でも俺は、それでも俺は、君がいなくなったあともこの言葉を頼りに生きてきたんだ。
ずっとずっと、苦しめてごめんなさい。
「ごめんな、ごめんな悠す……って、大丈夫かお前!?」
「え?」
「え、じゃなくて何で……」
何でお前泣いて……彰にそう指摘されて悠介は初めて気づいた。頬を止めどなく伝う涙に、昨日までの呪縛から解き放たれて安心する自分に。
少し前の保健室での理久との会話を思い出しながら「あぁ最近涙腺がやたら緩いなぁ」と笑ってしまった。それほど自分には背中を預けられる場所が広がったということだろうか。最初は彰の大きな背中だけが、唯一心安らぐ場所だったのに。
必死にセーターの袖で涙を拭う悠介に彰は告げる。
「何で、何で泣いて……俺のこと怒らねぇの?」
「ッお、怒る訳ない、だろ。だって俺……ずっと中里に大嫌いって言われて、不安で不安で……ッ」
ズキリと彰の胸が痛んだ。やっぱり、許されるようなことじゃないんだ。そう感じて口を開きかけたのだが、悠介の言葉で遮られた。

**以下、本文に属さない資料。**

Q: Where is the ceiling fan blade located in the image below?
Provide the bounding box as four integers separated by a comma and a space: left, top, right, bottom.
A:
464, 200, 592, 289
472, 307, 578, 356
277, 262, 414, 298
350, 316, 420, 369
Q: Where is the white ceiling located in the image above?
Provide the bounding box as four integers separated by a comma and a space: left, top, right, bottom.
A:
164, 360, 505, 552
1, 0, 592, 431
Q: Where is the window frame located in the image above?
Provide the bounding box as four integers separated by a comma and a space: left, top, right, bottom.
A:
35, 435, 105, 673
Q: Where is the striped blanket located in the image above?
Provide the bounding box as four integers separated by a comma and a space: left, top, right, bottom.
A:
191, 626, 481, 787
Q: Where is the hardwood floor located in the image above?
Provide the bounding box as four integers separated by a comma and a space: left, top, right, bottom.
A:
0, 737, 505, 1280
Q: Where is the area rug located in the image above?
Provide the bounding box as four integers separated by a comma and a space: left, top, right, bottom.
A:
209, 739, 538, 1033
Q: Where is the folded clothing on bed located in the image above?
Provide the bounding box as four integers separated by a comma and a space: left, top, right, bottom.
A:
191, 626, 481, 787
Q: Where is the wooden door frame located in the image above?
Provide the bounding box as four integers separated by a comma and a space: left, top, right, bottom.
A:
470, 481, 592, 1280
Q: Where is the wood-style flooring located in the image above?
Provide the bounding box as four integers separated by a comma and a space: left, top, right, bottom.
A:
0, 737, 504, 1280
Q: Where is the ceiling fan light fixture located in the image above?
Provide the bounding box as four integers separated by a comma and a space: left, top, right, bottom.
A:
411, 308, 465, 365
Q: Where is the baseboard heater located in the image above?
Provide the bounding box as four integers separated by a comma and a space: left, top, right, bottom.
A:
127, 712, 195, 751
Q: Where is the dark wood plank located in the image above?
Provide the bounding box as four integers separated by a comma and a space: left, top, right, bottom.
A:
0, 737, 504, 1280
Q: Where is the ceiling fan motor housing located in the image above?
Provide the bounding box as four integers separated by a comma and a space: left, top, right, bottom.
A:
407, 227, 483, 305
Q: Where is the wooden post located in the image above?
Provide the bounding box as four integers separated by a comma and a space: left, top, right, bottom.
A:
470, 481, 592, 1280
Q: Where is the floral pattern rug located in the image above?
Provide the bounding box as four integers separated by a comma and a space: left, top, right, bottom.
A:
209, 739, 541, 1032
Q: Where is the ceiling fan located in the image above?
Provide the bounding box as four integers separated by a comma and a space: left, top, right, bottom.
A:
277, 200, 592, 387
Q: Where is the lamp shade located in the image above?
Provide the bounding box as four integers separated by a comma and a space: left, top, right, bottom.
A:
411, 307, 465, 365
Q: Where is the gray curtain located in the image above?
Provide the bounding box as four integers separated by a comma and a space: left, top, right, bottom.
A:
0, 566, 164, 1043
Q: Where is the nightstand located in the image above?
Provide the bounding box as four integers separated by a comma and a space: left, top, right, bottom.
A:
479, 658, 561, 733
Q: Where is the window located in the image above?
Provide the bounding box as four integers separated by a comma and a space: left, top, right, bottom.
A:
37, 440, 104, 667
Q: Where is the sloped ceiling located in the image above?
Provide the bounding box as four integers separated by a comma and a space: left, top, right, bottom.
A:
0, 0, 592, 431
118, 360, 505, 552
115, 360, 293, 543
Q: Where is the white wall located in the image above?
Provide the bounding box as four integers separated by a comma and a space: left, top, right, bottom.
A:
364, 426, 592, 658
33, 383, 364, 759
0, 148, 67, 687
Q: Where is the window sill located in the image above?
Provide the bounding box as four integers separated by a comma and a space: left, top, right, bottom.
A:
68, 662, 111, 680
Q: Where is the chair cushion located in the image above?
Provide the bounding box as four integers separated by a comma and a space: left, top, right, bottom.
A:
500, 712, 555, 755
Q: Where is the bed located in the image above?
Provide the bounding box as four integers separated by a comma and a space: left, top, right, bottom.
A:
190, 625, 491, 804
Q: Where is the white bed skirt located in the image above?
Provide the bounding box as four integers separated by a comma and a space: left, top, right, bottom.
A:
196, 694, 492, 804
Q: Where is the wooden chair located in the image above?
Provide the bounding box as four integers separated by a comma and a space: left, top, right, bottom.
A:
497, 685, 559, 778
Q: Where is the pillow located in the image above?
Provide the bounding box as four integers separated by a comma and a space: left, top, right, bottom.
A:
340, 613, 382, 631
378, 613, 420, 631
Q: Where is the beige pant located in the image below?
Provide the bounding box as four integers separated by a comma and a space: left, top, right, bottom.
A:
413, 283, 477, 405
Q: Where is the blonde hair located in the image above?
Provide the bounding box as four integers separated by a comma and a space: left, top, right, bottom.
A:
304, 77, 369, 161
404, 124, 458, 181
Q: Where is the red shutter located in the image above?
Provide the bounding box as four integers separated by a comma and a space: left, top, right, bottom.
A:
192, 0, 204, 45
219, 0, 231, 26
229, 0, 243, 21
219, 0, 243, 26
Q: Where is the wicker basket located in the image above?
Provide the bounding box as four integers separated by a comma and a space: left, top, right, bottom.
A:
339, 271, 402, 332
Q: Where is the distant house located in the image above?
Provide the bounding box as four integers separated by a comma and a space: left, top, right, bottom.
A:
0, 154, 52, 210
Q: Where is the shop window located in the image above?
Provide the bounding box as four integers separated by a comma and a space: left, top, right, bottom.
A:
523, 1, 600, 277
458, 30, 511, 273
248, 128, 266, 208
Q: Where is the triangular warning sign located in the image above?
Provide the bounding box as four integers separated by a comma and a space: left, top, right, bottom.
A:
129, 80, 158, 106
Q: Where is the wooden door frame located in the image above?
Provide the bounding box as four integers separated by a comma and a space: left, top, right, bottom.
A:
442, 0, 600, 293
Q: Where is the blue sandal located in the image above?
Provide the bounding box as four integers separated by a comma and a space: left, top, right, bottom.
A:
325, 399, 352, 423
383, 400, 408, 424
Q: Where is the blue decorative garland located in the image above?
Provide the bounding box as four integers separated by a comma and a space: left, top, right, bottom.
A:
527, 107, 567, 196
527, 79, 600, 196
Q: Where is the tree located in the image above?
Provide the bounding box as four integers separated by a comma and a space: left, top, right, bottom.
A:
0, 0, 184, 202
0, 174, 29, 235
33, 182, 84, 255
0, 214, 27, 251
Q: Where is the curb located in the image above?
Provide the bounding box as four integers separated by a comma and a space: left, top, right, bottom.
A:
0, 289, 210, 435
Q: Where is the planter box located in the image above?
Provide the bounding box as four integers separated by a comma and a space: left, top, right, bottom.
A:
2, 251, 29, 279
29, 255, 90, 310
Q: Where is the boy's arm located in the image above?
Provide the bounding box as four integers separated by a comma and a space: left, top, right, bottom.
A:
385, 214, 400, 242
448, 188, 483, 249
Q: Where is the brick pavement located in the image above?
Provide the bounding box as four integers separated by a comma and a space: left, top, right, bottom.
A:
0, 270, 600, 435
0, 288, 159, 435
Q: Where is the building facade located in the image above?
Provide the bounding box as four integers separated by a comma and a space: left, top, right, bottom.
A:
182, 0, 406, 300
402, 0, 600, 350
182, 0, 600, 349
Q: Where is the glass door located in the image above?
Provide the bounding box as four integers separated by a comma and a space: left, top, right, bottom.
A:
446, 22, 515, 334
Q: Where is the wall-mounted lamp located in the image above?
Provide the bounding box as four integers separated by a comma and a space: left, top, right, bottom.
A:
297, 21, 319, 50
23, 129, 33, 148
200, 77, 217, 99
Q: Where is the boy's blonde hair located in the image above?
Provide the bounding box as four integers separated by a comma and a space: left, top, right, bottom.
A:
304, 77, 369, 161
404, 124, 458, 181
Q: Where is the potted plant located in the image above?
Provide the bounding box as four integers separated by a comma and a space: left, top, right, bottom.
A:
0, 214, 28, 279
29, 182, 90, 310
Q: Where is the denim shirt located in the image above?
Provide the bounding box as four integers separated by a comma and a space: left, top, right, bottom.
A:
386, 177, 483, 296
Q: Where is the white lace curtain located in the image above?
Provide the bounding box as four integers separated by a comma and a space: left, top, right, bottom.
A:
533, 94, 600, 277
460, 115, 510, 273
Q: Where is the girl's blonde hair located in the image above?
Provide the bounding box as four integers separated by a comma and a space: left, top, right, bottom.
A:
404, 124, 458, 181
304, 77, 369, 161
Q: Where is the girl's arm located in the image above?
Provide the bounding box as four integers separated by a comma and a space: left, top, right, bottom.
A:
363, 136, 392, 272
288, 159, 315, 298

「でも、今の言葉で安心した……。あれが本気じゃないって分かったから、もういい」
「ッ! けど、俺は!」
「中里の言いたいことも分かるけどさ」
言いかけて悠介は彰の背後を見ながら呟いた。
「大事なのは過去じゃなくて今だからーーそうやってうちの部長が言ってるからさ」
だからもうこの話は終わり、と悠介は会話を途切れさせる。それでもなお、歯を食いしばる彰を前に右手を差し出した。
不思議そうな顔をする彰に悠介は笑いかける。
「仲直りしようーー彰」
「ッ!!」
一瞬だけ驚いたような表情を露わにした彰は、そっと悠介の右手を握りしめる。
三年前とはまったく違う、その手の強さに彰はびっくりしながらも笑った。
「なんか悠介、前と全然ちげぇ」
「当たり前だろ、そのうちお前の身長も追い越してやる」
「いやそれは無理」
「やってみないと分かんないだろ」
「ほぉ……? 無駄に威勢がいいところは全ッ然変わってねーの」
「これが俺の取り柄ですー」
楽しそうに会話する二人を眺めつつ、理久は優しく微笑んだ。良かったね、悠介。
これでもう、あんな悲しい顔をする悠介を見なくて済むと安心する。まるで昔に戻ったように、理久たちにも見せたことのないような笑顔を見せる悠介。またいつ会えるか分からないからしばらく話しててもいいかな、理久はそう考えて茜や神楽、哲郎を連れて一旦その場から離れようとしたのだが、
「あーちゃん『あれ』悠介に言ってみようよ」
「え!? いやもう……いいんじゃねーの……?」
「ダメ元でもいいからさ! もしかしたら、予想してた答えとは違う返事がくるかもしれないし」
「かもしれないって……まぁ、俺もそうなったら嬉しいけど」
「? 何の話してんだ?」
『あれ』って何だろうと思わず足を止める。隣にいた茜も眉をひそめていたが、やがてハッとして理久に向き合った。
「理久!! あんまり聞かない方が」
「あのね、悠介」
だがそんな静止も虚しく、少し距離の離れた向こうでは千紘と彰が悠介に誘いを持ちかけていた。
「良かったらさ、佐伯総合に来ない?」
目の前が真っ暗になったような気がした。